Maxi Sánchez, ancien numéro 1 mondial en 2018 et figure emblématique du padel, a récemment partagé son expérience lors du FIP Platinum de Marseille. À l’approche de ses 40 ans, il revient sur ses débuts, sa génération dorée, l’évolution du circuit et son regard d’expert sur le padel moderne.
Les Débuts de Maxi Sánchez
Originaire d’Argentine, Maxi Sánchez a commencé sa carrière dans les années 1990. À six ans, il prend sa raquette pour la première fois, inspiré par ses parents qui jouent déjà au padel. Le sport devient rapidement une affaire familiale, avec des tournois locaux et des voyages ensemble. « Cela m’a fait tomber amoureux du padel », se remémore-t-il.
Dès l’âge de 12 ans, il entame un programme d’entraînement structuré, intégrant préparation physique et coaching. À 15 ans, il rejoint le circuit professionnel. « J’aimais la compétition et les entraînements. Cela s’est fait naturellement », exprime-t-il.
Un Tournant en Espagne
À 19 ans, Maxi Sánchez prend la décision de quitter son pays natal pour s’installer à Madrid. Cette étape marque un tournant décisif dans sa carrière. « J’ai passé 19 ans en Espagne, en compétition permanente. C’était crucial pour mon développement », souligne-t-il. Ce choix lui permet de se frotter aux meilleurs et de progresser dans un environnement compétitif.
Sa passion pour le padel reste intacte au fil des années. « J’aime toujours la compétition, les lieux où je joue et les voyages. L’évolution du padel me fascine », confie-t-il.
Une Génération d’Excellence
Maxi Sánchez évoque avec émotion sa génération, composée de joueurs emblématiques comme Juan Martín Díaz, Fernando Belasteguín et Sanyo Gutiérrez. « C’était la plus belle génération de l’histoire du padel », affirme-t-il. Pour lui, ces joueurs ont non seulement été des idoles, mais ont également contribué à l’essor du padel.

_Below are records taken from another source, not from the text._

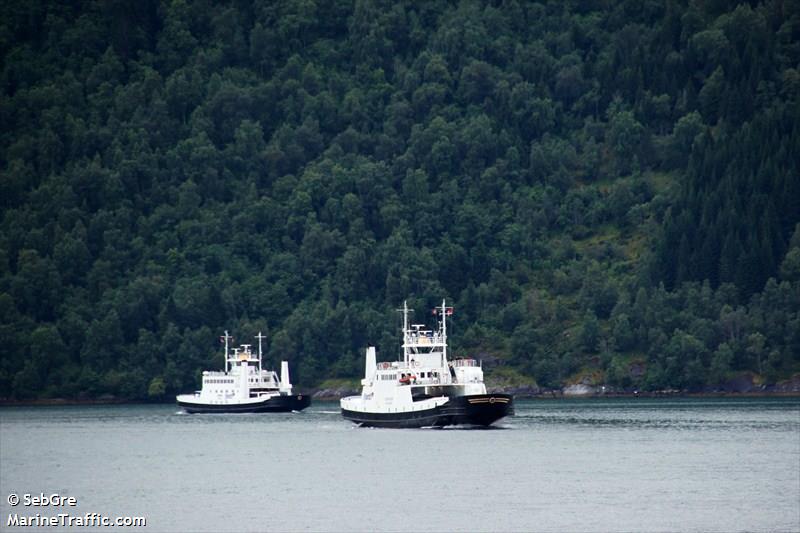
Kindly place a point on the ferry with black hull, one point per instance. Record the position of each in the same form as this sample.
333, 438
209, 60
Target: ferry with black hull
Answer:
424, 389
244, 387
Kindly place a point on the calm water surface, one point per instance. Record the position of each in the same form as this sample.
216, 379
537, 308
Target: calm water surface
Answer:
558, 465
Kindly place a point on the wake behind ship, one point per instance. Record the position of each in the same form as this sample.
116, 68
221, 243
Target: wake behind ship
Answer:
424, 389
244, 387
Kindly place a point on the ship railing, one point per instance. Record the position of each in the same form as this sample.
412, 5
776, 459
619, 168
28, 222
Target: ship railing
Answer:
413, 338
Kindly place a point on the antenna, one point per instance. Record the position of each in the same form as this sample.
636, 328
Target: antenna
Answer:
226, 337
405, 310
259, 337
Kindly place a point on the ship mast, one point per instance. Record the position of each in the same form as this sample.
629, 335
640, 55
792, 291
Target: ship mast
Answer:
259, 337
226, 350
405, 331
444, 332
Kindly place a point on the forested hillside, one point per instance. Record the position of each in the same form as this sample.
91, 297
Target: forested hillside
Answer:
604, 191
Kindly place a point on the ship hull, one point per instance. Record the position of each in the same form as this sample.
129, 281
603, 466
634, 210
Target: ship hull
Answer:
274, 404
472, 410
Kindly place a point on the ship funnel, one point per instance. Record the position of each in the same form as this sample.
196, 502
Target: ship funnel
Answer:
285, 383
369, 369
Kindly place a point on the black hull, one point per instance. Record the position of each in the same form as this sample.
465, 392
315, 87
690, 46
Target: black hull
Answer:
275, 404
473, 410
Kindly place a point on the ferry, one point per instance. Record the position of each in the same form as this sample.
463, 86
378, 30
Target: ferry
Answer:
244, 387
424, 389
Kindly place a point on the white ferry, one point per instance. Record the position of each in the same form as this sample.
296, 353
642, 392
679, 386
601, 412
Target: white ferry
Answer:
424, 389
244, 387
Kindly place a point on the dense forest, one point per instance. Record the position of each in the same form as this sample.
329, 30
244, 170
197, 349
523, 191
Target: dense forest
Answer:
606, 192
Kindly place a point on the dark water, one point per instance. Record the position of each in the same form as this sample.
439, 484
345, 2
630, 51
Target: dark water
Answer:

Il souligne l’importance du collectif : « Ils ont fait grandir le padel, et je leur suis reconnaissant pour cela. » Cependant, il n’hésite pas à exprimer son admiration pour le padel moderne, où des jeunes talents comme Tapia et Galán élèvent le niveau de jeu à des sommets inédits.
- Agustín Tapia : créatif et spectaculaire
- Ale Galán : puissant et rapide
- Le niveau actuel : jamais atteint auparavant
Les Défis du Circuit Actuel
Interrogé sur les séparations fréquentes entre les joueurs, notamment en 2025, Maxi Sánchez partage un avis lucide. « Les jeunes cherchent des résultats rapides, une tendance que je trouve contre-productive. » Selon lui, les projets à long terme sont souvent les plus fructueux.
Il rappelle son propre parcours avec Sanyo Gutiérrez, qui a conduit à leur ascension au sommet. « Le temps permet de progresser, tant sur le plan personnel que comme partenaires. » Bien qu’il plaide pour une certaine stabilité, il reste ouvert à l’idée de changements en cas de blessures.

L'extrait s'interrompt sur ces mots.